No shared benchmark rows are currently sourced for this pair.

Deep dive

The capability footprint differs most on multimodal input: Nemotron 3 Nano Omni, function calling: Kimi K2, and structured outputs: Kimi K2. Both models share the core language-model surface, so the practical split is not just feature count. Use those differences to decide whether the page is about raw model quality, agentic coding support, multimodal ingestion, or predictable structured API behavior.

Pricing coverage is uneven: Kimi K2 has $0.50/1M input tokens and Nemotron 3 Nano Omni has no token price sourced yet. Provider availability is 3 tracked routes versus 1. Treat unknown pricing as an integration gap, then verify the route you will actually call before estimating production spend.

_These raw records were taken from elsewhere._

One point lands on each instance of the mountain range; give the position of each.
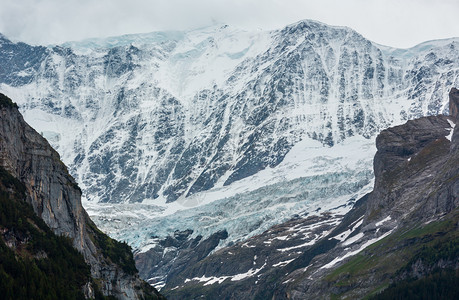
(190, 143)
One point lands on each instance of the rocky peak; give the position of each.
(454, 103)
(56, 198)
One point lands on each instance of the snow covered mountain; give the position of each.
(246, 128)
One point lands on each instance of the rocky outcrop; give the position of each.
(56, 198)
(405, 229)
(454, 103)
(408, 167)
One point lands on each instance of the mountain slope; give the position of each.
(403, 232)
(45, 184)
(210, 107)
(221, 130)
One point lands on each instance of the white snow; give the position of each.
(343, 236)
(283, 263)
(352, 253)
(451, 130)
(220, 279)
(353, 239)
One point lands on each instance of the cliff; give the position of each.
(56, 199)
(401, 238)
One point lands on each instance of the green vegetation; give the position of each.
(119, 253)
(6, 102)
(395, 256)
(442, 284)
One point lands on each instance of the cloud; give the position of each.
(390, 22)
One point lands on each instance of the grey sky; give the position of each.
(398, 23)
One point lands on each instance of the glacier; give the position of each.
(220, 128)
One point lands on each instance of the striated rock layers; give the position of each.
(56, 198)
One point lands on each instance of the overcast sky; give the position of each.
(397, 23)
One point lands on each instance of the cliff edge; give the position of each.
(56, 198)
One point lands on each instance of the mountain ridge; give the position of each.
(56, 199)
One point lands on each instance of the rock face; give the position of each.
(412, 210)
(454, 103)
(56, 198)
(168, 115)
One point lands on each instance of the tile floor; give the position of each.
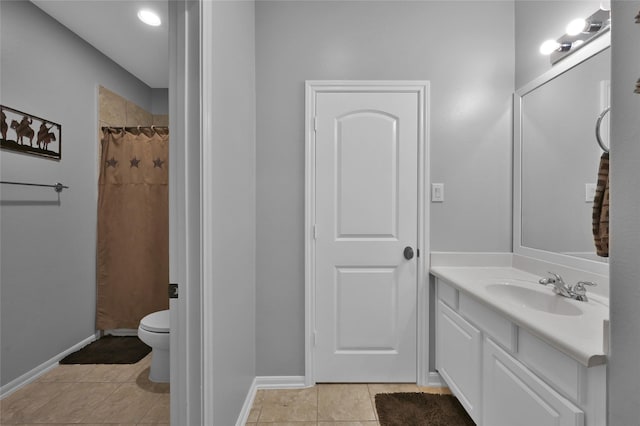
(117, 395)
(324, 404)
(122, 395)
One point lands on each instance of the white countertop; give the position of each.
(579, 336)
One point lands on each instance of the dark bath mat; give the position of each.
(110, 350)
(420, 409)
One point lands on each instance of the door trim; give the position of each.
(421, 88)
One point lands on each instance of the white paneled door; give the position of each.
(366, 200)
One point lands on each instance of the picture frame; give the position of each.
(32, 135)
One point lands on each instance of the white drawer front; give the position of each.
(448, 294)
(562, 371)
(513, 395)
(458, 358)
(500, 329)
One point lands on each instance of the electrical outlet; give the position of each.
(589, 192)
(437, 192)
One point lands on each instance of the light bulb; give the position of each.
(149, 17)
(576, 26)
(549, 46)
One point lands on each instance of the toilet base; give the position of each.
(160, 370)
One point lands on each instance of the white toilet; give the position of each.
(154, 331)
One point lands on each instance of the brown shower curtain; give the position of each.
(133, 226)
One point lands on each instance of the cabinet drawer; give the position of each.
(447, 294)
(499, 328)
(458, 358)
(557, 368)
(513, 395)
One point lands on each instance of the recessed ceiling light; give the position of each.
(549, 46)
(149, 17)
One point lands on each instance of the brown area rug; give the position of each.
(110, 350)
(420, 409)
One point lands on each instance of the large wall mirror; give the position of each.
(556, 158)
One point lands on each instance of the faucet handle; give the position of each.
(580, 285)
(557, 277)
(580, 291)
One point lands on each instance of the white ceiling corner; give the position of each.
(113, 28)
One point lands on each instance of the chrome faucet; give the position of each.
(577, 292)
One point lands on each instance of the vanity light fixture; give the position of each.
(578, 33)
(149, 17)
(550, 46)
(576, 26)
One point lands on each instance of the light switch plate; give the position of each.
(437, 192)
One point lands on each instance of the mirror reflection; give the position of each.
(560, 157)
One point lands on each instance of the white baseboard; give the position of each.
(280, 382)
(248, 403)
(33, 374)
(434, 380)
(121, 332)
(267, 382)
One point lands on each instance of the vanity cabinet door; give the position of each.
(514, 396)
(458, 355)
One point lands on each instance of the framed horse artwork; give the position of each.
(28, 134)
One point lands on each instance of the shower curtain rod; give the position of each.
(135, 127)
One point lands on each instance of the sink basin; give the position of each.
(537, 300)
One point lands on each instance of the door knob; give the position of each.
(408, 253)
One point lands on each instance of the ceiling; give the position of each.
(112, 27)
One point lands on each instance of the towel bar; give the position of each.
(58, 186)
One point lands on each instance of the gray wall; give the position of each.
(540, 20)
(47, 278)
(470, 67)
(159, 101)
(233, 221)
(624, 359)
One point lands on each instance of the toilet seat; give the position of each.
(156, 322)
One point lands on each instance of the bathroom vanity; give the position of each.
(515, 353)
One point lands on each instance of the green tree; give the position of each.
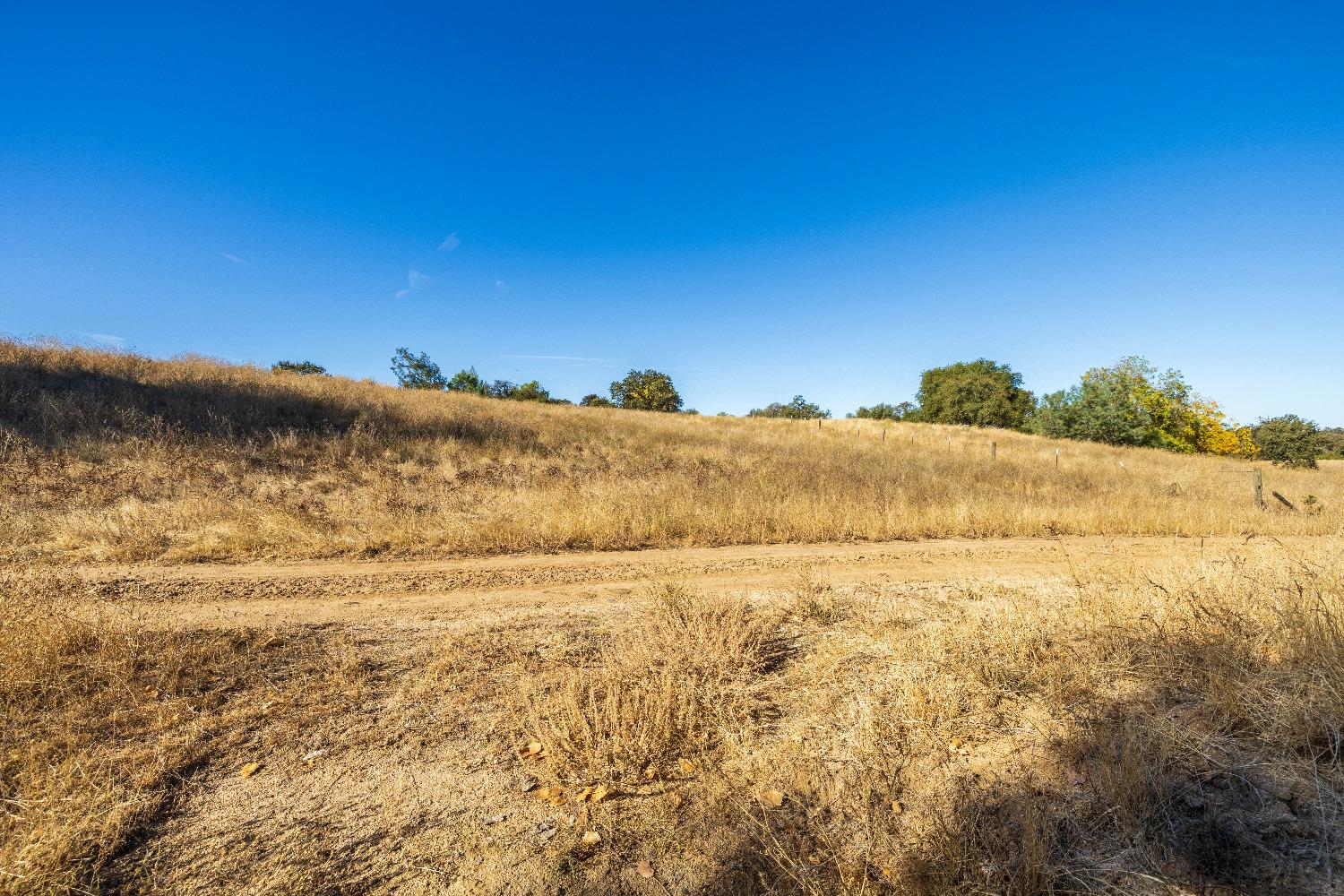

Choose Kimi K2 when provider fit and broader provider choice are central to the workload. Choose Nemotron 3 Nano Omni when provider fit are more important. For production, rerun your own prompts through the exact provider, region, and tool stack you plan to ship. This keeps the decision grounded in measurable tradeoffs instead of brand-level assumptions. It also helps separate model capability from provider packaging, which can change cost and latency. For teams standardizing a stack, that distinction is often the difference between a benchmark win and a reliable deployment.

FAQ

Which has a larger context window, Kimi K2 or Nemotron 3 Nano Omni?

Kimi K2 supports 262k tokens, while Nemotron 3 Nano Omni supports 262k tokens. That gap matters most for long documents, large codebases, retrieval-heavy agents, and conversations where earlier context must remain visible.

Is Kimi K2 or Nemotron 3 Nano Omni open source?

Kimi K2 is listed under MIT. Nemotron 3 Nano Omni is listed under NVIDIA Open Model. License labels affect whether you can self-host, redistribute weights, or rely only on hosted APIs, so confirm the upstream license before deployment.

Which is better for multimodal input, Kimi K2 or Nemotron 3 Nano Omni?

Nemotron 3 Nano Omni has the clearer documented multimodal input signal in this comparison. If multimodal input is mission-critical, validate it against the provider endpoint because model-level support and API-level exposure can differ.

Which is better for function calling, Kimi K2 or Nemotron 3 Nano Omni?

Kimi K2 has the clearer documented function calling signal in this comparison. If function calling is mission-critical, validate it against the provider endpoint because model-level support and API-level exposure can differ.

Which is better for structured outputs, Kimi K2 or Nemotron 3 Nano Omni?

Kimi K2 has the clearer documented structured outputs signal in this comparison. If structured outputs is mission-critical, validate it against the provider endpoint because model-level support and API-level exposure can differ.

Where can I run Kimi K2 and Nemotron 3 Nano Omni?

Kimi K2 is available on OpenRouter, AWS Bedrock, and GCP Vertex AI. Nemotron 3 Nano Omni is available on OpenRouter. Provider coverage can affect latency, region availability, compliance posture, and fallback options.

Continue comparing

Last reviewed: 2026-06-04. Data sourced from public model cards and provider documentation.